The last chord died away, the player dropped his hands from the keys upon which his gaze had rested dreamily, and turned to Frau von Osternau with a smile.
"Pardon me, madame," he said, "I forgot myself, and have given you my own wild fancies. I could not resist the impulse of the moment, it is my misfortune that I lack self-control. But I will try to improve, and will make an instant beginning by praying you to suggest something you would like to hear, only begging you not to ask to-day for what is mere technique.

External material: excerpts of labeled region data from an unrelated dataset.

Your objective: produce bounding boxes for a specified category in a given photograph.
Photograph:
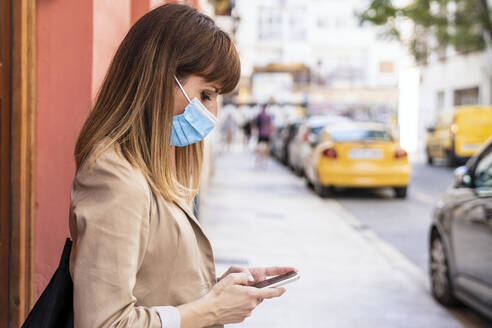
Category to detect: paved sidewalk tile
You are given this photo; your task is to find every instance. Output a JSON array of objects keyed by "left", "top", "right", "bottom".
[{"left": 200, "top": 151, "right": 463, "bottom": 328}]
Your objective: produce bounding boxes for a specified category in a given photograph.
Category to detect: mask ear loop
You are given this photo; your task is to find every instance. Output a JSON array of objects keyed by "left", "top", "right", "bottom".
[{"left": 174, "top": 75, "right": 191, "bottom": 102}]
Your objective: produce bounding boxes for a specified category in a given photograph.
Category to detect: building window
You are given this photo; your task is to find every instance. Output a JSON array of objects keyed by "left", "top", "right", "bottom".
[
  {"left": 289, "top": 7, "right": 306, "bottom": 41},
  {"left": 379, "top": 61, "right": 395, "bottom": 73},
  {"left": 436, "top": 91, "right": 444, "bottom": 112},
  {"left": 454, "top": 87, "right": 480, "bottom": 106},
  {"left": 258, "top": 7, "right": 283, "bottom": 40}
]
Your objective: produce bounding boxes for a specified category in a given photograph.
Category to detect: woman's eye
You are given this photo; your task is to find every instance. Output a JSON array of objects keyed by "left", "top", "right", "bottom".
[{"left": 201, "top": 91, "right": 211, "bottom": 100}]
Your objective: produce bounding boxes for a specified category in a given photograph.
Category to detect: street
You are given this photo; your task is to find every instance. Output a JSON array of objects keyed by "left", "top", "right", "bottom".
[
  {"left": 334, "top": 163, "right": 491, "bottom": 327},
  {"left": 200, "top": 147, "right": 490, "bottom": 328}
]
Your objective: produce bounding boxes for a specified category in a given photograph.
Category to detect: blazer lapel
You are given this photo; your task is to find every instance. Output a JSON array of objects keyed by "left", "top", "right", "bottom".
[{"left": 173, "top": 201, "right": 210, "bottom": 244}]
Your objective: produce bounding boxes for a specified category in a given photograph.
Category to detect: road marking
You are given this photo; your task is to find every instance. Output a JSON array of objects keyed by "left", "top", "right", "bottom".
[{"left": 413, "top": 191, "right": 436, "bottom": 205}]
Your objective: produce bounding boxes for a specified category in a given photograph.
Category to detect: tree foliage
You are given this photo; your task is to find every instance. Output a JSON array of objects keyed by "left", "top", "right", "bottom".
[{"left": 358, "top": 0, "right": 492, "bottom": 63}]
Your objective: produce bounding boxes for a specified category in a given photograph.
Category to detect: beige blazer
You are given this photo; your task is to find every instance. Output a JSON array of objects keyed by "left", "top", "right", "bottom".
[{"left": 70, "top": 139, "right": 220, "bottom": 328}]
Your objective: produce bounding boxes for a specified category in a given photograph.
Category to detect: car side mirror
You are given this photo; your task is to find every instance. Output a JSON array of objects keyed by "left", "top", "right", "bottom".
[
  {"left": 308, "top": 133, "right": 318, "bottom": 147},
  {"left": 454, "top": 165, "right": 472, "bottom": 188}
]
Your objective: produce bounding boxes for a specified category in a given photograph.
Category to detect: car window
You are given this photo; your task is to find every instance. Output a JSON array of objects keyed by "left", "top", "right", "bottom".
[
  {"left": 330, "top": 130, "right": 393, "bottom": 142},
  {"left": 474, "top": 148, "right": 492, "bottom": 188}
]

We will postpone that to another hour."
Frau von Osternau's eyes were moist as she replied,--
"You must play no more at present. I would not have the pleasure you have just given me disturbed by a single other note. You are an artist, a divinely-inspired artist, Herr----" She hesitated; she could not bear at the moment to pronounce the ridiculous name Pigglewitch, but it had to be done, nevertheless, and as she uttered it the spell that had held her was broken. The man's name recalled her to prosaic reality; again she was aware of the ugly, old-fashioned coat with its long pointed tails that hung down behind the music-stool and reached to the ground. There sat before her no longer the artist who had transported her to 'a purer ether,' but the Candidate Gottlieb Pigglewitch, awaiting her further commands.